JILL SCOTT REMINDED A GENERATION HOW TO LOVE
April 26, 2019
Jill Scott introduced herself to the public with a question: “Who is Jill Scott?” The exploration and finding the answer to the question, which also served as the name of her debut album, was a way to define herself; and in the process, define sensuality, power, and soul for my generation.
“So, this is making love. I can’t believe it,” Jill Scott sings on her song “Imagination/Crown Royal Suite”. The song quickly bleeds into the “Crown Royal,” a sultry piece of dynamite that oozes instead of explodes: “You’re getting so deep that I am breathing for you.” She resolves the erotic tension with “And you’re so thick and you are so crown royal on ice.” This is lovemaking on wax.
This has been Jill Scott’s discipline since she arrived. In my bedroom as a child, as I prepared myself to go to sleep. I listened to Jill Scott’s music without a clear intellectual or spiritual idea of what she was singing about, but already comprehending that I wanted to experience it — experience it all. This included the romantic buzz around her hit, “The Way.” I had not yet experienced a romantic relationship, but the eagerness in Jill Scott’s lyrics and voice made me want to desperately know what it was that she was so happy about, and if I could do something to deserve that sort of happiness.
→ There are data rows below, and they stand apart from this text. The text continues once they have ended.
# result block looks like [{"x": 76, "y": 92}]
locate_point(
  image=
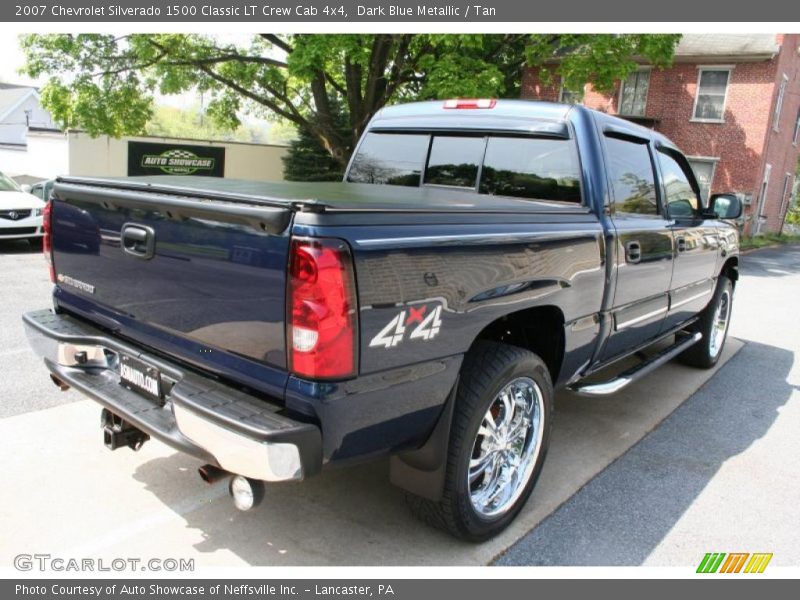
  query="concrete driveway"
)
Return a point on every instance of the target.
[{"x": 92, "y": 502}]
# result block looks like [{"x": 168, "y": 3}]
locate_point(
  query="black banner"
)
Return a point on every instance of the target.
[
  {"x": 150, "y": 158},
  {"x": 386, "y": 589}
]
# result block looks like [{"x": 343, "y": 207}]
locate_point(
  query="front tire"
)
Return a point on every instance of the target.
[
  {"x": 713, "y": 324},
  {"x": 498, "y": 442}
]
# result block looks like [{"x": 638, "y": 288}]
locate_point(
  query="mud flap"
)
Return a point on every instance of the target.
[{"x": 422, "y": 471}]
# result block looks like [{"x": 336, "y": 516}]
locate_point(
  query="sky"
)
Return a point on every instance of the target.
[{"x": 12, "y": 60}]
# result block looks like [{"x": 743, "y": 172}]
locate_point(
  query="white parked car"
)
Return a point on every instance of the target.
[{"x": 20, "y": 212}]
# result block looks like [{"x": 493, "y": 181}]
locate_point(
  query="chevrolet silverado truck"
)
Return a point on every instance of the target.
[{"x": 479, "y": 255}]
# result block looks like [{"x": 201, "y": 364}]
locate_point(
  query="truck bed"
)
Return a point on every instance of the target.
[{"x": 328, "y": 196}]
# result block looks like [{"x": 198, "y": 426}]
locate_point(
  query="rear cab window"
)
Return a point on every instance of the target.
[{"x": 537, "y": 168}]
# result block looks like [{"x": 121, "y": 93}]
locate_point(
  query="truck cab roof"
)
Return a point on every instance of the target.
[{"x": 532, "y": 117}]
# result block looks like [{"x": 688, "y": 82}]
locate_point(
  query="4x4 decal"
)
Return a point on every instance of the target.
[{"x": 425, "y": 326}]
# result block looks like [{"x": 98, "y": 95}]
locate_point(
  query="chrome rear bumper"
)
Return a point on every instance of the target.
[{"x": 200, "y": 416}]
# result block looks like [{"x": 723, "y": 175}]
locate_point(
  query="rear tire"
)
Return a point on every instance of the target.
[
  {"x": 713, "y": 324},
  {"x": 498, "y": 442}
]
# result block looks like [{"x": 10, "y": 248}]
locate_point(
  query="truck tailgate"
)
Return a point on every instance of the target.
[{"x": 202, "y": 278}]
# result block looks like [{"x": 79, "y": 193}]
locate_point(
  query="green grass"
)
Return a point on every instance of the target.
[{"x": 768, "y": 239}]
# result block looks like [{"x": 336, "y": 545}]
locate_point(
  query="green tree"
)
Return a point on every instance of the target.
[
  {"x": 105, "y": 83},
  {"x": 307, "y": 160},
  {"x": 170, "y": 121}
]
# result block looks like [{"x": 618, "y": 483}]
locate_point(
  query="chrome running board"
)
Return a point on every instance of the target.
[{"x": 612, "y": 386}]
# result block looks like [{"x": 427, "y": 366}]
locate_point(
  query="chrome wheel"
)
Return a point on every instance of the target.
[
  {"x": 506, "y": 447},
  {"x": 719, "y": 325}
]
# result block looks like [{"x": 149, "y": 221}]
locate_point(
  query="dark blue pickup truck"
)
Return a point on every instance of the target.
[{"x": 478, "y": 256}]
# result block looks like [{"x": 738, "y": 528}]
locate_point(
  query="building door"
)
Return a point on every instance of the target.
[
  {"x": 758, "y": 216},
  {"x": 644, "y": 253}
]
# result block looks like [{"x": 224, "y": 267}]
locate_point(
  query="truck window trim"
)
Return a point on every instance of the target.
[
  {"x": 485, "y": 135},
  {"x": 623, "y": 135},
  {"x": 688, "y": 172}
]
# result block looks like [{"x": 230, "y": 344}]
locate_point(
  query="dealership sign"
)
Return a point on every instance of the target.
[{"x": 149, "y": 158}]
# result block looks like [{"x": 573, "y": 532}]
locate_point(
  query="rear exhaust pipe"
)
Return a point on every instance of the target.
[
  {"x": 211, "y": 474},
  {"x": 246, "y": 493},
  {"x": 60, "y": 384}
]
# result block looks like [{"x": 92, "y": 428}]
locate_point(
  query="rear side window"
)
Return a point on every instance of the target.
[
  {"x": 454, "y": 161},
  {"x": 392, "y": 159},
  {"x": 521, "y": 167},
  {"x": 633, "y": 183},
  {"x": 539, "y": 168}
]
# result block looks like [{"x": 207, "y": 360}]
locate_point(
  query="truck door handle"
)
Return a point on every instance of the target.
[
  {"x": 138, "y": 241},
  {"x": 633, "y": 252}
]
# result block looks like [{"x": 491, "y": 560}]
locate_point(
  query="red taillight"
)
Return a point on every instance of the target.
[
  {"x": 472, "y": 103},
  {"x": 322, "y": 326},
  {"x": 47, "y": 240}
]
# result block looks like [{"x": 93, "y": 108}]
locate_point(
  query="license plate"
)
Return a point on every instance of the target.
[{"x": 140, "y": 377}]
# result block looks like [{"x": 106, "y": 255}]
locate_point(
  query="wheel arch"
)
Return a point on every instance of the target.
[{"x": 539, "y": 329}]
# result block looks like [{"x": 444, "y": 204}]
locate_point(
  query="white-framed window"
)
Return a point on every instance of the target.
[
  {"x": 704, "y": 168},
  {"x": 568, "y": 96},
  {"x": 633, "y": 93},
  {"x": 776, "y": 118},
  {"x": 712, "y": 92}
]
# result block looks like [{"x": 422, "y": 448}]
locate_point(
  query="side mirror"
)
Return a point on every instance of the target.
[{"x": 725, "y": 206}]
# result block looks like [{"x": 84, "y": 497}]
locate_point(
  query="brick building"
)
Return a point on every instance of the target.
[{"x": 731, "y": 102}]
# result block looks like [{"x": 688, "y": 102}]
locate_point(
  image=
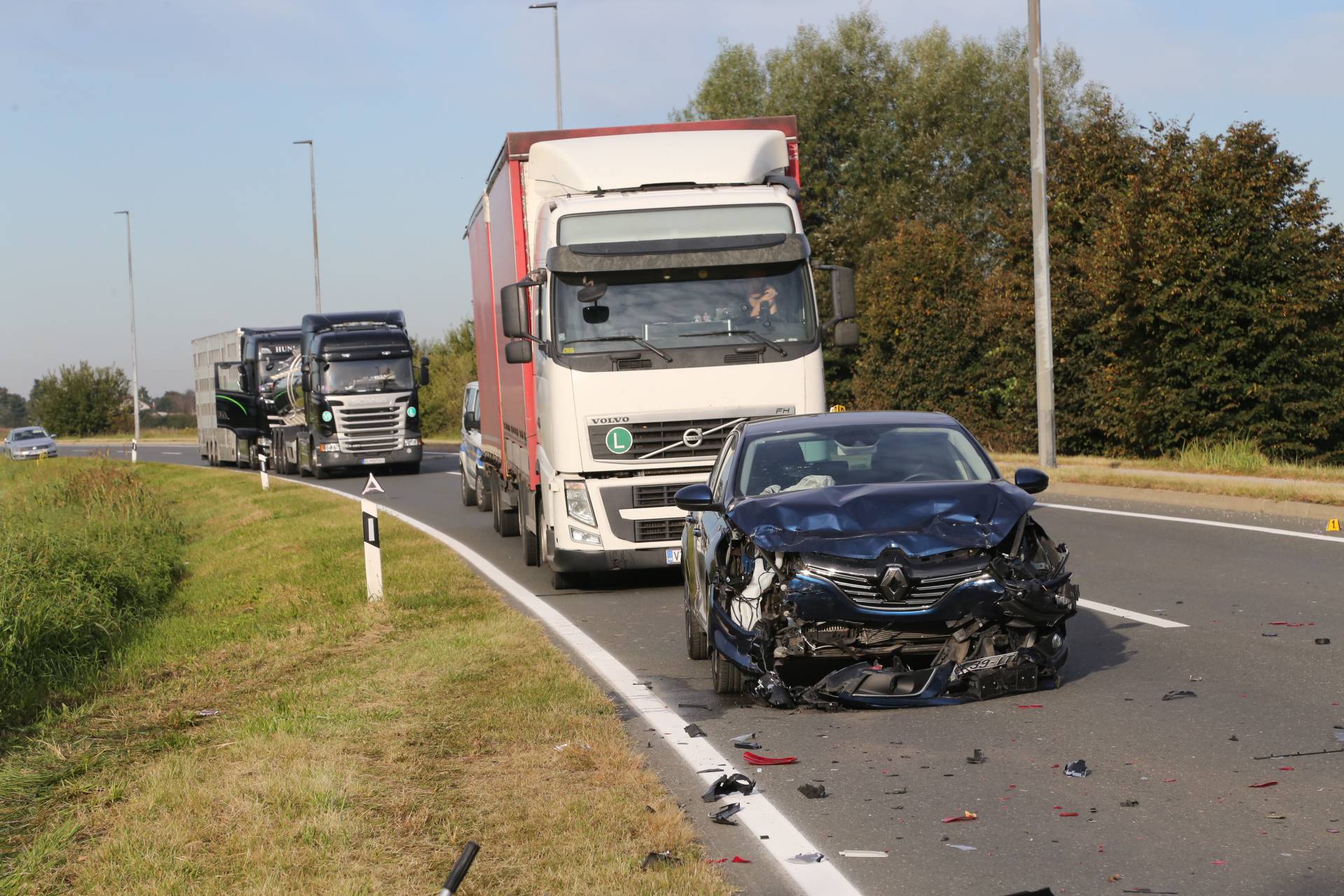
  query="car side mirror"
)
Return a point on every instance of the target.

The exquisite pain expressed on “Love Rain” also felt like something to be envied, not for the circumstances of a failed romantic relationship but because of the poeticism that made pain feel almost alluring. Jill Scott did not only make the heartbreak feel authentic, but crafted the beauty even in the struggle of lost love.
Tunes like “When I Wake Up”, “My Love”, and “Quick” saved me through my first real-life interactions with heartbreak. She mentored my heartstrings; and in lyrics like “when I wake up/everything will be beautiful” taught me how to have grace in the face of even the sharpest emotional turmoil.
Jill Scott articulated and taught love — its ups, its downs, its communal and romantic versions — to a generation. In the tradition of songstresses before her like Anita Baker, Sarah Vaughn, and Roberta Flack; Scott prioritized a tenderness and sensuality in her work that through recessions, wars, floods, and deaths, we could rely on. We could learn from. For two decades, Jill Scott has taken on the artistic responsibility of reminding people to love.
The most important love that Jill Scott centered and enforced in me is the love of self. “We spoke Swahili in the Seregenti. Don’t you remember me?” This song with its background coos and Scott’s bluesy voice used the neglect of a man to define and articulate her importance, her bigness, and her power. Is if to say that someone else’s misvalue of her does not then define her actual value: she remembers. She will always remember.
This type of self-definition was essential for me. I needed to witness someone in Black skin, with feminine performance, claim their autonomy and magic. Our Queen of Amore sings, “So many times I’ve defined my pride through somebody else’s eyes.” She punctuates the lyrics with a now-expected brand of sultry wisdom, “There’s just me. One is the magic number.”